Safety and Tolerability of PF-05230907 in Intracerebral Hemorrhage (1611329)

This study employs a modified continual reassessment method (mCRM) design to estimate the maximum tolerated dose (MTD) of PF-05230907, defined as a target toxicity rate of 15% based on treatment emergent thromboembolic and/or ischemic events (TIEs). The mCRM design utilizes Bayesian methodology to continuously learn the dose-toxicity relationship, which is characterized by a parametric model.

TASTE – Tenecteplase versus Alteplase (1605252)

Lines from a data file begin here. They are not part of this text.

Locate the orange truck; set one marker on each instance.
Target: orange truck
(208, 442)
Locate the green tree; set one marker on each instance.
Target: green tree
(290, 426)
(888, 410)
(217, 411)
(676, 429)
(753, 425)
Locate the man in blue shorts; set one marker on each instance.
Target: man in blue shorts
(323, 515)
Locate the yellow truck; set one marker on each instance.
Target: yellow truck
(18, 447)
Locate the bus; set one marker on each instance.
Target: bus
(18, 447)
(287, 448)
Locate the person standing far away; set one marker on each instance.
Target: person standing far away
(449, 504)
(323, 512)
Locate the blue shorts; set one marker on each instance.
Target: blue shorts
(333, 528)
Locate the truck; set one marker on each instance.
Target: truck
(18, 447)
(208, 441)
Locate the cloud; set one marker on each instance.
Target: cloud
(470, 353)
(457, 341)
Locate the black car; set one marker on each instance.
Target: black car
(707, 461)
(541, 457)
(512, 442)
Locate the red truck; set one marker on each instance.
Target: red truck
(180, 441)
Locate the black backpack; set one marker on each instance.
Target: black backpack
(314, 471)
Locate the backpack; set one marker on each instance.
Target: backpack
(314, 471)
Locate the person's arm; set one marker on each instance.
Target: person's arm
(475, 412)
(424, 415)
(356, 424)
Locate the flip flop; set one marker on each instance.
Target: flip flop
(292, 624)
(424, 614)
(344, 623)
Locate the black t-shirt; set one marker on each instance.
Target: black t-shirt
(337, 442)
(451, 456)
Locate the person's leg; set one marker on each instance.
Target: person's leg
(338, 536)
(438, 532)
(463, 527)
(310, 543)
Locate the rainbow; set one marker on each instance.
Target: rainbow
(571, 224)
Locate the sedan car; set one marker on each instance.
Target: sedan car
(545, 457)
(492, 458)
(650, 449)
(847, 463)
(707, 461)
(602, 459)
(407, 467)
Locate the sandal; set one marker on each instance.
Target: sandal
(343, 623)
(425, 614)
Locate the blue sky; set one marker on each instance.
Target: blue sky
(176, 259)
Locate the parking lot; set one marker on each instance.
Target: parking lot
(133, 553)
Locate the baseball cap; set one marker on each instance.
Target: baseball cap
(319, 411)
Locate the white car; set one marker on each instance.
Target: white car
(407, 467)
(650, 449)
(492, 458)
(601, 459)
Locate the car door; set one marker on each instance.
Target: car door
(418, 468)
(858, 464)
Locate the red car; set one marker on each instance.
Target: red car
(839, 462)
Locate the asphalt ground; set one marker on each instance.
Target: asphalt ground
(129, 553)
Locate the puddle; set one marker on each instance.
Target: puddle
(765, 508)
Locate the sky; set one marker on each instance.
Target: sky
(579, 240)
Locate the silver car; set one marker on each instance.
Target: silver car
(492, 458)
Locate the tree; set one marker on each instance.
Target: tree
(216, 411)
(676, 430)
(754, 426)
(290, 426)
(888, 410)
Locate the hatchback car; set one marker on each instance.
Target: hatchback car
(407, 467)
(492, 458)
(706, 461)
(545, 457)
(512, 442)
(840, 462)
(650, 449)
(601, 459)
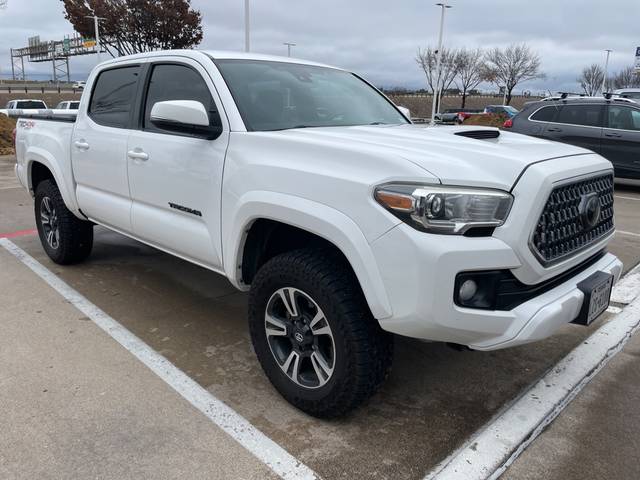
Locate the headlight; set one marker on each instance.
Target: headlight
(445, 210)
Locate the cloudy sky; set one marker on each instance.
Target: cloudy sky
(379, 38)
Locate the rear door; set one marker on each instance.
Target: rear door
(577, 124)
(621, 140)
(99, 146)
(176, 179)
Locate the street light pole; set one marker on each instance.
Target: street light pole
(96, 26)
(289, 45)
(436, 90)
(247, 27)
(606, 67)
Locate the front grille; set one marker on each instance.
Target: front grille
(562, 229)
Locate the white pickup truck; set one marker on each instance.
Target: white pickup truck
(304, 185)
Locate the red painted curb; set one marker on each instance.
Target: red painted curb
(19, 233)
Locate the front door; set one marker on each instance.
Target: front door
(99, 146)
(577, 124)
(176, 179)
(621, 140)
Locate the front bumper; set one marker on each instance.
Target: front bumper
(419, 273)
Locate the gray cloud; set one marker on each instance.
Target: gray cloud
(379, 39)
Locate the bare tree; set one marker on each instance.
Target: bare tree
(133, 26)
(427, 60)
(626, 78)
(591, 79)
(471, 71)
(512, 65)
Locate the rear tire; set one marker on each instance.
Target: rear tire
(321, 349)
(65, 238)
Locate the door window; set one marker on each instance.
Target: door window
(623, 118)
(586, 115)
(114, 96)
(177, 82)
(545, 114)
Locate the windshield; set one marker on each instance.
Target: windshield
(279, 96)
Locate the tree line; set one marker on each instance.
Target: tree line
(467, 68)
(591, 79)
(135, 26)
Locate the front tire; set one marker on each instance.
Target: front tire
(314, 335)
(65, 238)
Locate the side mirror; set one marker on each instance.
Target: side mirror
(405, 111)
(186, 117)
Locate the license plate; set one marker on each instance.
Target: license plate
(597, 291)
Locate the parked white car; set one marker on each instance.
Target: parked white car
(304, 185)
(26, 104)
(68, 105)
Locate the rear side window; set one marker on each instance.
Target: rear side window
(587, 115)
(545, 114)
(177, 82)
(113, 96)
(623, 118)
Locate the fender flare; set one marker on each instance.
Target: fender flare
(39, 155)
(326, 222)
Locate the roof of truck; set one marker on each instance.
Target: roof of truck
(217, 55)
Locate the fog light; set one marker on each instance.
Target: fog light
(467, 290)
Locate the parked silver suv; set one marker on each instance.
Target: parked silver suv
(610, 127)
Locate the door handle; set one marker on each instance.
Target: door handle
(81, 145)
(137, 155)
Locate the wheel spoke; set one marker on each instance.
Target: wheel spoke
(46, 204)
(319, 325)
(274, 326)
(321, 367)
(288, 298)
(292, 363)
(300, 337)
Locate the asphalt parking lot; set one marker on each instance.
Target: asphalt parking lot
(76, 404)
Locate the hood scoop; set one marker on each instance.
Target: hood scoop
(479, 134)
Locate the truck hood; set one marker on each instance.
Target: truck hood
(442, 152)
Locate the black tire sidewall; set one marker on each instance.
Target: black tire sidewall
(281, 381)
(75, 235)
(43, 190)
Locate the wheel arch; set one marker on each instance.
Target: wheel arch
(322, 224)
(41, 166)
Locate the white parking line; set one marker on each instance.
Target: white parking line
(628, 233)
(627, 198)
(265, 449)
(499, 443)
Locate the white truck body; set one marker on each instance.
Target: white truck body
(198, 199)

The primary objective of this study is to test the hypothesis that patients with acute hemispheric ischaemic stroke who have a penumbra on perfusion CT or MRI within 4.5 hours of symptom onset will have less disability at 3 months when treated with IV TNK compared to IV tPA.

PD COMM (1703392)

Participants are randomly allocated to one of three groups. Participants in the first group receive four sessions of LSVT for four weeks. Participants in the second group receive traditional NHS SLT. The frequency of sessions varies but there is typically be one session per week for six to eight weeks. Participants in the third group do not receive any SLT for the duration of the study. Participants in all groups complete a number of questionnaires at the start of the study, and then again by post after 3, 6 and 12 months.

SOSTART (1707455)

Primary research question: For adults surviving spontaneous (non-traumatic) symptomatic intracranial haemorrhage with persistent/paroxysmal atrial fibrillation/flutter (AF), does starting full treatment dose oral anticoagulation (OAC) result in a beneficial net reduction of all serious vascular events compared with not starting OAC?

FIRST (1808672)

In patients with acute clots (deep vein thrombosis or pulmonary embolism) the investigators will collect real world data on their short and long term outcomes. The investigators hypothesise that in patients treated from the outset with rivaroxaban that: 1. treatment will be non-inferior to treatment with conventional anticoagulants (heparins and warfarin); 2. there will be less bleeding than when patients are on conventional anticoagulants; 3. there will be a lower long-term incidence of morbidity from chronic thromboembolic pulmonary hypertension and post-thrombotic limb syndrome.